21日から審議が始まった令和4年度第2次予算案の中身はあまりに危機感のない、緊張感のない内容であると筆者は考える。その理由を詳しく解説していこう。(政策コンサルタント 室伏謙一)

審議内容はズレた対策ばかり

 10月28日に閣議決定された「物価高克服・経済再生実現のための総合経済対策」、令和4年度の第2次補正予算として編成され、国会に提出され、審議されている。一般会計の歳出総額は28兆9222億円で、ちまたではやれバラマキだのポピュリズムだのと、どこぞの行政機関の意向を忖度(そんたく)したかのような「専門家」の方々らの見解が待ってましたとばかりにはびこっているが、その中身を概観すると、目の前にある我が国の危機的状況など、全く無視したとまでは言わないが、極めて軽く考えた、お花畑的な、ズレた対策ばかりである。

 その総額は、事業規模71.6兆円、財政支出は39兆円程度とされているが、純粋な国費該当部分は29.6兆円。財務省はもっと小さな額で、与党の議論をすっ飛ばして確定させようとう極めて姑息で悪質なことを考えていたが、それが岸田首相から萩生田政調会長へという流れでバレて、ちょこっと増やして確定したもの。萩生田政調会長のご尽力には敬意を表したいが、政府、特に財務省の危機感のなさ、国家観の欠如の表れと言ってもいいだろう(一方で、無用のというか起こり得ない、間違った危機感だけはずっと持ち続けて、この国をどんどん衰退させることには一生懸命なようだが)。

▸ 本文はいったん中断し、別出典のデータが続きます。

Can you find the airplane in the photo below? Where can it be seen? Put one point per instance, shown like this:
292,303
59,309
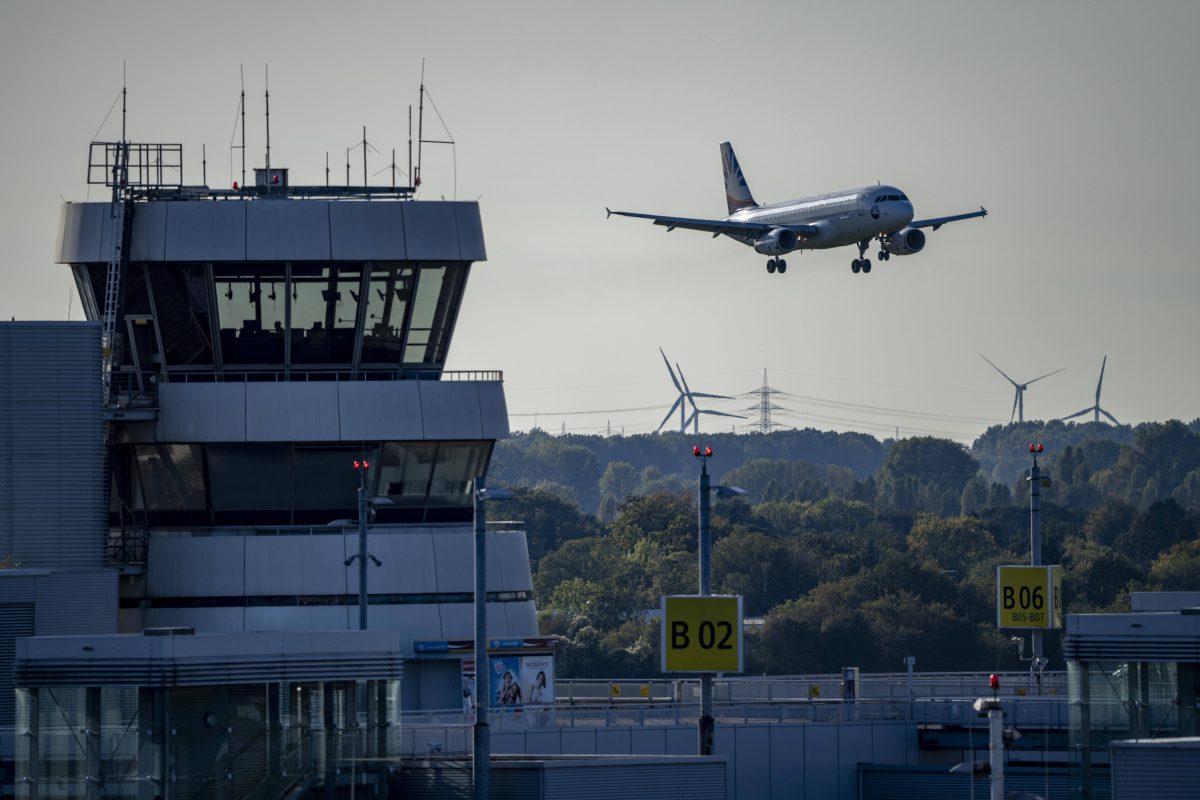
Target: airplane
835,220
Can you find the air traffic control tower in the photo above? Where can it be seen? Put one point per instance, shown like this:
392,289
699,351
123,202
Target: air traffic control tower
257,342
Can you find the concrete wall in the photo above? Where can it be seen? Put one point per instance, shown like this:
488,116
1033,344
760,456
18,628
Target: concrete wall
52,445
277,230
377,410
803,761
415,561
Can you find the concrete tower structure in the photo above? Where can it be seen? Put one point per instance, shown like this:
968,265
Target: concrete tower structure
261,341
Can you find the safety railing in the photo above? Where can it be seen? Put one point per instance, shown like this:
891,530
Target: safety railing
336,376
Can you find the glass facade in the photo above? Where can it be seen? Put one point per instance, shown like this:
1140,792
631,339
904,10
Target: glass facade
268,740
1126,699
211,319
301,483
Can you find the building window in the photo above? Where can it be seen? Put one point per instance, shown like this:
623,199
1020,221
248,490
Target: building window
251,306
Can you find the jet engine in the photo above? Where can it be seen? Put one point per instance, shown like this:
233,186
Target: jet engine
777,242
906,241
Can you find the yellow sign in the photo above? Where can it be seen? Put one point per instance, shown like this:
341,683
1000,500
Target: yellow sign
701,633
1029,596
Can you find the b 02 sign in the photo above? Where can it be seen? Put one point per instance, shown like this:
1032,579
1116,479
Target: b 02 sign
1029,597
701,633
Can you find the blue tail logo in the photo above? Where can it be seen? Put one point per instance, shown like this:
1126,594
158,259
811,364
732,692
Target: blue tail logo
737,192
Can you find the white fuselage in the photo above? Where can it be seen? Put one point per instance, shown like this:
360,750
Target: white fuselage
841,217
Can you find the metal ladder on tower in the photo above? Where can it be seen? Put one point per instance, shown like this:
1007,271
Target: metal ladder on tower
119,215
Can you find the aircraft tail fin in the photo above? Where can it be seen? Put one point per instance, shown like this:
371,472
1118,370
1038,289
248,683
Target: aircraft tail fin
737,193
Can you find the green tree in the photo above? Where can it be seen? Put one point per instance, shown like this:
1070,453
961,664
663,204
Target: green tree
954,543
1110,522
619,480
763,569
549,519
913,464
1177,569
1096,577
1156,529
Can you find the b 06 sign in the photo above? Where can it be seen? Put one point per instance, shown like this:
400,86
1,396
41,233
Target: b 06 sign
1029,597
701,633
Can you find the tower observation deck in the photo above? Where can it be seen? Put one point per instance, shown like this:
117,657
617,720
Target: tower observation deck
263,340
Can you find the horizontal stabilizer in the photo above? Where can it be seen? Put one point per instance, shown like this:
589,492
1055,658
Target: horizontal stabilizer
937,222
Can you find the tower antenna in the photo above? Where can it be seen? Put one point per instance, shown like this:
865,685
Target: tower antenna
241,107
124,91
420,127
267,68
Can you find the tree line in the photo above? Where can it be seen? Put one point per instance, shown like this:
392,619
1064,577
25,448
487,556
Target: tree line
859,554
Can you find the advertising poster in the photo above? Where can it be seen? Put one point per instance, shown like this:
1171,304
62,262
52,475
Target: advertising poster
505,681
468,685
538,679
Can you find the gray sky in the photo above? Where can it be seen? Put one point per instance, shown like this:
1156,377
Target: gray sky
1074,122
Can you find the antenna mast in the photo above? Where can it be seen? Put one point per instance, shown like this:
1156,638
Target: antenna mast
268,95
243,112
124,91
420,127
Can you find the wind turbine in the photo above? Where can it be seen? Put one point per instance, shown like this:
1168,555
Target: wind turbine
1019,400
687,397
1096,409
696,411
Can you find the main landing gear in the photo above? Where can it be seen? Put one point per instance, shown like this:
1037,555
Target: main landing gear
862,264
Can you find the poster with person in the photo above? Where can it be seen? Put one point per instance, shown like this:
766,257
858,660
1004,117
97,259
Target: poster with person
538,679
505,680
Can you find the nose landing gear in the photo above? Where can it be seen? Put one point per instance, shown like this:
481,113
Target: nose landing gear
861,263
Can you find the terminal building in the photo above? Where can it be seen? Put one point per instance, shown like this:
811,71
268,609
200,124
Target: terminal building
179,483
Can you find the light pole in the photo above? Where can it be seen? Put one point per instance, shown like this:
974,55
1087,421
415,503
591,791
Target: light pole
705,546
1036,483
361,467
481,752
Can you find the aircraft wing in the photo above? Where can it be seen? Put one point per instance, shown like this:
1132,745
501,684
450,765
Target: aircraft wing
937,222
717,227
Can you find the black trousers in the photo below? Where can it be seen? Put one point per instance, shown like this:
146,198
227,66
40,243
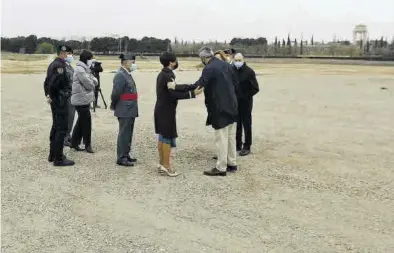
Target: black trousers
83,126
58,133
244,123
96,91
125,137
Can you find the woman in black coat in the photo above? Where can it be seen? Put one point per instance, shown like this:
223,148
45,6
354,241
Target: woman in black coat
168,93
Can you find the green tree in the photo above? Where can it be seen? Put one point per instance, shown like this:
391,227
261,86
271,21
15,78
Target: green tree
45,48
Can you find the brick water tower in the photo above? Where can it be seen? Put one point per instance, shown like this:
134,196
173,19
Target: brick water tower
360,34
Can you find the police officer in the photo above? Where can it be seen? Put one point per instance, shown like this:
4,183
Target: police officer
96,68
71,108
57,92
124,102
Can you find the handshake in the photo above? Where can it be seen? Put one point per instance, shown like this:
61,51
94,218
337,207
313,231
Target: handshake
196,90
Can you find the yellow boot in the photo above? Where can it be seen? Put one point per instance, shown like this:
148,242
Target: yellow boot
166,154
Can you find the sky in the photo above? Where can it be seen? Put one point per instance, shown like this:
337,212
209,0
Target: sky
201,20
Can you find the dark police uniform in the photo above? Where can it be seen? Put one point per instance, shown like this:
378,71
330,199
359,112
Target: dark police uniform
125,104
96,69
56,86
71,108
248,87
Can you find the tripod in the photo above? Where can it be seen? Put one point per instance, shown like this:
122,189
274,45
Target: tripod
102,98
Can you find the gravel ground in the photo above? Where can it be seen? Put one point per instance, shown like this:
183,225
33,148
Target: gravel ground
320,179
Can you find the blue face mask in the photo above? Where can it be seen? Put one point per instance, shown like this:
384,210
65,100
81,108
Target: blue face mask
69,58
238,64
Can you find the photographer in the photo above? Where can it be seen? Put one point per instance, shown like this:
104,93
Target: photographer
96,68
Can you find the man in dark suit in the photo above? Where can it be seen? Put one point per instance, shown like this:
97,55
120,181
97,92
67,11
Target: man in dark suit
96,69
220,85
125,104
248,87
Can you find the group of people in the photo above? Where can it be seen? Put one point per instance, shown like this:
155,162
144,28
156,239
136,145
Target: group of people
67,90
227,82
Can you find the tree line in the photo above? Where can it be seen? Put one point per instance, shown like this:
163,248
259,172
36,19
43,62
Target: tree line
249,46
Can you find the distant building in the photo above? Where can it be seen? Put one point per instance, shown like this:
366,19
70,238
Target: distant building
360,34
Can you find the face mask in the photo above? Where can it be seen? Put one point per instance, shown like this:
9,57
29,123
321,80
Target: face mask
69,58
238,64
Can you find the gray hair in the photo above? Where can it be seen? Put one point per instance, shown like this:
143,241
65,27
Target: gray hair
238,55
205,52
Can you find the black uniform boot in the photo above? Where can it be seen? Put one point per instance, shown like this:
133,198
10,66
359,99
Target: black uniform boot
124,162
132,160
232,168
215,172
63,162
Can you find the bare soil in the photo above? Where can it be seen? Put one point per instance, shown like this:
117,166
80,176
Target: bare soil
320,177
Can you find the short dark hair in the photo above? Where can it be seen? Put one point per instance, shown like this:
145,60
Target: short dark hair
126,57
166,58
85,56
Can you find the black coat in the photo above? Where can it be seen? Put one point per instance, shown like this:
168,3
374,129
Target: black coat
96,69
248,85
220,89
57,86
166,103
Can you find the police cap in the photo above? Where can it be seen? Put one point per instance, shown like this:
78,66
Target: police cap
230,51
126,57
64,48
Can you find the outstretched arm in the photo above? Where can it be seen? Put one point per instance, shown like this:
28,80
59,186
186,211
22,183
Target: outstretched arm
204,78
254,85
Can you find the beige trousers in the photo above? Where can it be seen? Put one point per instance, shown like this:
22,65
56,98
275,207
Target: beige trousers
225,140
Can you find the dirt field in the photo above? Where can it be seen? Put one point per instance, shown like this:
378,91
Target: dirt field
320,179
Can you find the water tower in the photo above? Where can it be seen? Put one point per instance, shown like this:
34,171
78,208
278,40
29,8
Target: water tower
360,33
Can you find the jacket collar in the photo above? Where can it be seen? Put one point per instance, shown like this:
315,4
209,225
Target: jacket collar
123,69
82,64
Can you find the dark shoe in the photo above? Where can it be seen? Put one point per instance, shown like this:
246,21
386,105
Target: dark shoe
215,172
232,168
63,162
244,152
124,162
132,160
89,150
51,158
77,148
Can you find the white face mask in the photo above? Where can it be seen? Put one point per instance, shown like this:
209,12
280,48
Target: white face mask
69,58
238,64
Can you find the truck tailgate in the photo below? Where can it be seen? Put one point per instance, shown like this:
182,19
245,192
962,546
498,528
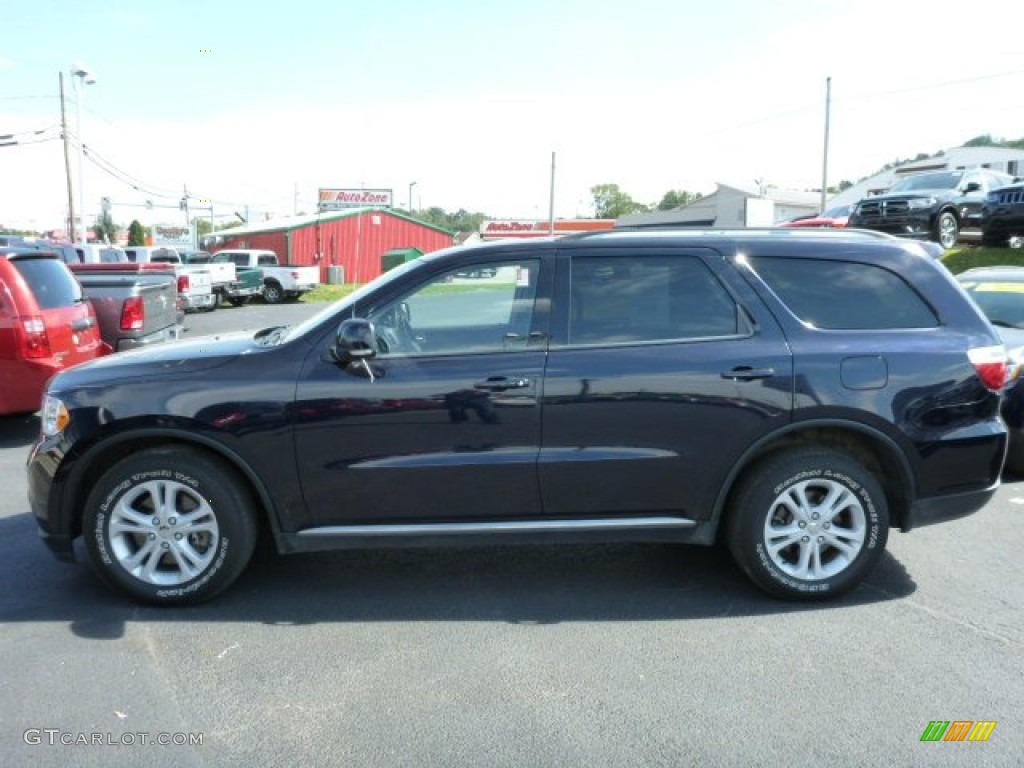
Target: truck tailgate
109,292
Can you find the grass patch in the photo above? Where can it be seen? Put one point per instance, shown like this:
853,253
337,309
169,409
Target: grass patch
325,293
962,259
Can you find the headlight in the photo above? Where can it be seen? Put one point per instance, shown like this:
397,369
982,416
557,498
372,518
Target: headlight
53,416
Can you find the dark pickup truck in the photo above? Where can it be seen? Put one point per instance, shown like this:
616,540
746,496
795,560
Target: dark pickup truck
942,206
136,304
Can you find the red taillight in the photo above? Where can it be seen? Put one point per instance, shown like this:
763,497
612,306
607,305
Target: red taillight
35,342
992,366
133,313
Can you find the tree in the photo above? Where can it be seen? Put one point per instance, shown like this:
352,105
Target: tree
136,233
104,227
678,199
612,203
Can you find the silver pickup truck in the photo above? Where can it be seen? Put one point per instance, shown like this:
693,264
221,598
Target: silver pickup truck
195,283
136,304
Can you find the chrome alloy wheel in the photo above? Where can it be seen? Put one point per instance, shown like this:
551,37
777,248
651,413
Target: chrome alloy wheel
164,532
815,529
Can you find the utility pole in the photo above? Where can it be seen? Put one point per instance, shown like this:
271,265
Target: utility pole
551,200
824,162
71,194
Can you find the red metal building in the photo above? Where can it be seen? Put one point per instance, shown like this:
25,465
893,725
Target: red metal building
354,240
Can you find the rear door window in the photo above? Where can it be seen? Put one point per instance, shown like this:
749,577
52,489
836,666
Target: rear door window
845,295
634,298
50,282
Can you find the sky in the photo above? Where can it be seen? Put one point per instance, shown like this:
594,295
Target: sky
254,107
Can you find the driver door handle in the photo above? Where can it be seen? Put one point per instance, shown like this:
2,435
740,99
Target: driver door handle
745,373
501,383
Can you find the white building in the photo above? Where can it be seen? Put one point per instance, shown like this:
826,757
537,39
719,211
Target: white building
732,207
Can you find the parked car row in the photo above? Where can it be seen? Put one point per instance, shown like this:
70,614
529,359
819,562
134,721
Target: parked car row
946,206
46,325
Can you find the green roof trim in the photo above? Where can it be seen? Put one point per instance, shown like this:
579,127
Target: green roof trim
290,223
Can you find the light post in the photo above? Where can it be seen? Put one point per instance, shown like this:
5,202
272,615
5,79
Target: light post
81,77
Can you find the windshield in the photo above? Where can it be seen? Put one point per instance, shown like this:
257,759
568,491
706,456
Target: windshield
948,180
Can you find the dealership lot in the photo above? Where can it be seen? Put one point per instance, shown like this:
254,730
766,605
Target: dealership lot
578,655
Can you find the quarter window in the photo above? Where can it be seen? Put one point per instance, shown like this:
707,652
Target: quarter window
647,298
845,295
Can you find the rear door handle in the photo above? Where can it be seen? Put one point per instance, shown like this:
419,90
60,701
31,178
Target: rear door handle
745,373
501,383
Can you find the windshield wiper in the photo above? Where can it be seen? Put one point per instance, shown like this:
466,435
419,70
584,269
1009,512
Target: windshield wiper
270,336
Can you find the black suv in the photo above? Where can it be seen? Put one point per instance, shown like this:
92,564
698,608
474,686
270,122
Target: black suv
792,393
935,206
1003,215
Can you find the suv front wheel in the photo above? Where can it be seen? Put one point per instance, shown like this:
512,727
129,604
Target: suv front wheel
808,524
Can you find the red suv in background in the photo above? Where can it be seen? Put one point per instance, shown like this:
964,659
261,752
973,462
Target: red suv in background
45,326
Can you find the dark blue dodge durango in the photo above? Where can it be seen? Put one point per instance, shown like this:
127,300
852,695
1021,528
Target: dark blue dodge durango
792,393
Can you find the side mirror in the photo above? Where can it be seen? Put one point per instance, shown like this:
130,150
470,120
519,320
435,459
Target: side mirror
355,341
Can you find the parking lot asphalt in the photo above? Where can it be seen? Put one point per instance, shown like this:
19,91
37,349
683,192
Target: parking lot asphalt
597,655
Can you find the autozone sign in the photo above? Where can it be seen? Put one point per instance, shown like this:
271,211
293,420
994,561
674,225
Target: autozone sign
333,200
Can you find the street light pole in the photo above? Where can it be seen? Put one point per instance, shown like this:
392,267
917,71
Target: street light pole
71,190
82,77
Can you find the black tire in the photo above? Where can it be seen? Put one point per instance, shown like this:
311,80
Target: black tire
946,229
189,553
808,560
272,293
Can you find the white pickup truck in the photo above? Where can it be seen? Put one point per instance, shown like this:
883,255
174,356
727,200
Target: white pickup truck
281,282
195,282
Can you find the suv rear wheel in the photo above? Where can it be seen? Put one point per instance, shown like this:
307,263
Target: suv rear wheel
808,524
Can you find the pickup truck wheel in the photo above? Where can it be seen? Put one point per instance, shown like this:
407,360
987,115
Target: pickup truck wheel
808,524
272,293
169,526
946,229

 まず、総合経済対策の第1章「経済の現状認識と経済対策の基本的考え方」において、「本年春先以降は、ウィズコロナの下、社会経済活動の正常化が進みつつあり、サービス消費を中心に回復の動きがみられる」としている。しかし、何を根拠にこんなことを書いているのだろうか。10月31日に発表になった総務省のサービス産業動向調査の令和4年8月分の速報値によれば、サービス産業全体の月間の売上高は前年同月と比べて7.2%増加、金額にして30.9兆円増えている。特に宿泊業、飲食サービス業の増加率が31.0%と著しく、次いで運輸業、郵便業の16.3%となっている。これだけを見ると、同対策の記述はもっとものように読めるかもしれない。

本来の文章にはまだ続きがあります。